Of these rigs, 23,500 are permanently abandoned, and 3,500 are only “temporarily abandoned.” Companies that plan to leave a well temporarily abandoned have a year to submit plans for permanent sealing. It came as no surprise to POGO, after our decade-long struggle with the Minerals Management Service (MMS), that the AP report found that this “rule is routinely circumvented, and that more than 1,000 wells have lingered in that unfinished condition for more than a decade. About three-quarters of temporarily abandoned wells have been left in that status for more than a year.”
Even the permanently plugged wells pose a threat of leaking. Petroleum engineers told AP that the plugs erode over time and that sometimes depressurized wells can re-pressurize and burst through their caps. In addition to the possibility of leaking quietly underwater, these time bombs pose the danger of exploding. With no one keeping tabs on the well sites, the response to an accident (tug boat collision, geological shift, etc.) could take much longer than with an active well head.
Despite evidence that these abandoned and temporarily abandoned wells are at risk of leaking at any time (as geological conditions shift and cement deteriorates) the plugged wells in federal waters are also often ignored. States, especially California and Texas, have had to reseal a number of wells for environmental and safety purposes. The same wells in federal water would have been left unseen, their cracks and leaks hidden deep under water and paperwork.

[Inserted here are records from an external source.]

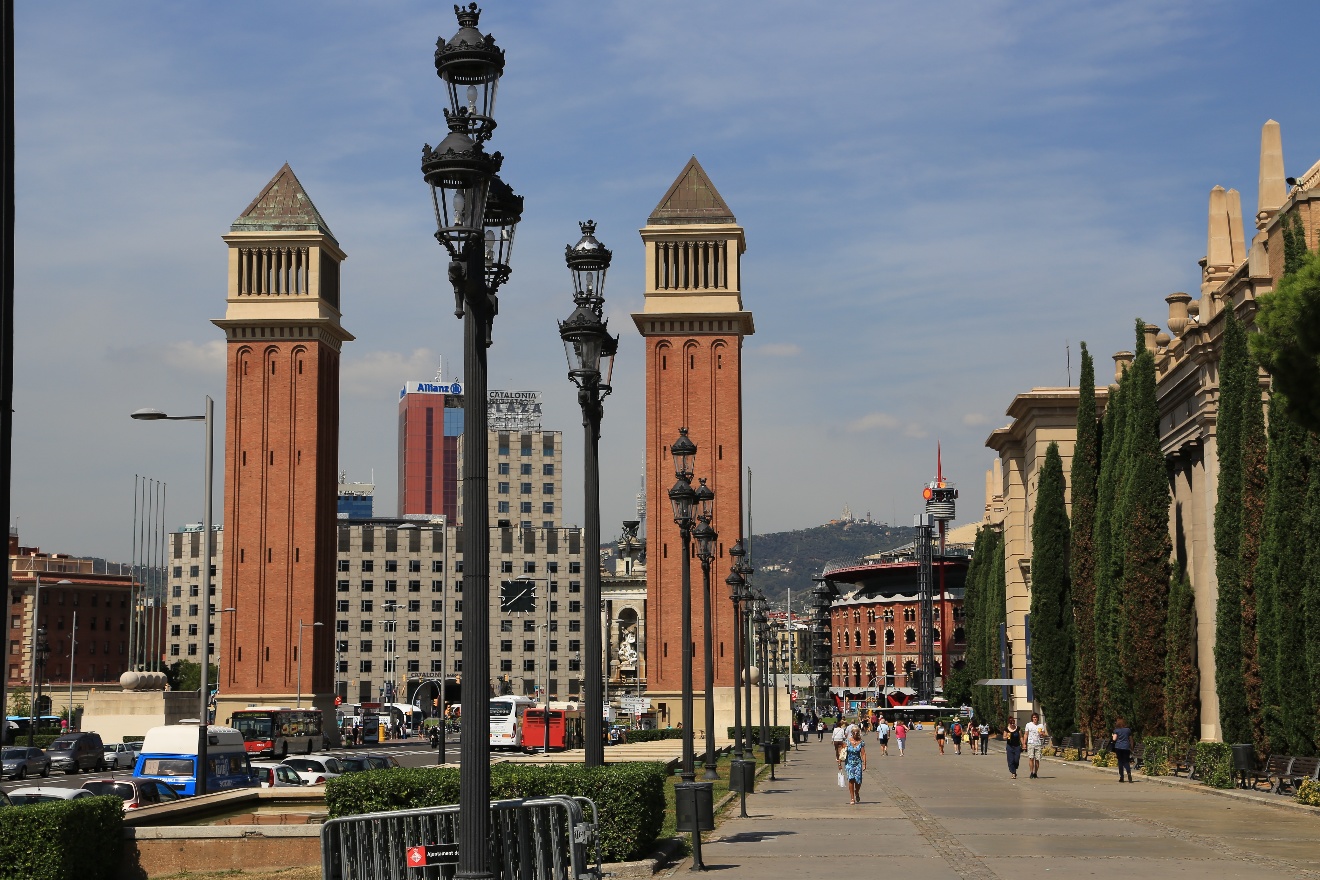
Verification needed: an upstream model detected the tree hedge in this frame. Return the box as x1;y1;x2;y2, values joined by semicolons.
325;762;668;863
1251;215;1320;433
1094;367;1129;730
1030;442;1074;734
0;795;123;880
1070;342;1103;742
1238;346;1268;753
1162;567;1199;747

Last month, Representative Raul Grijalva (R-AZ) and Senator Mark Udall (D-CO) sent letters to Secretary of the Interior Ken Salazar asking that these regulations be enforced. Now that the federal government appears to be back regulating the offshore oil industry, POGO hopes that Salazar and Michael Bromwich, the Director of the the Bureau of Ocean Energy, Management, Regulation, and Enforcement (BOEMRE), will not only enforce their regulations but strengthen them, and soon. We can’t afford any more mistakes down there.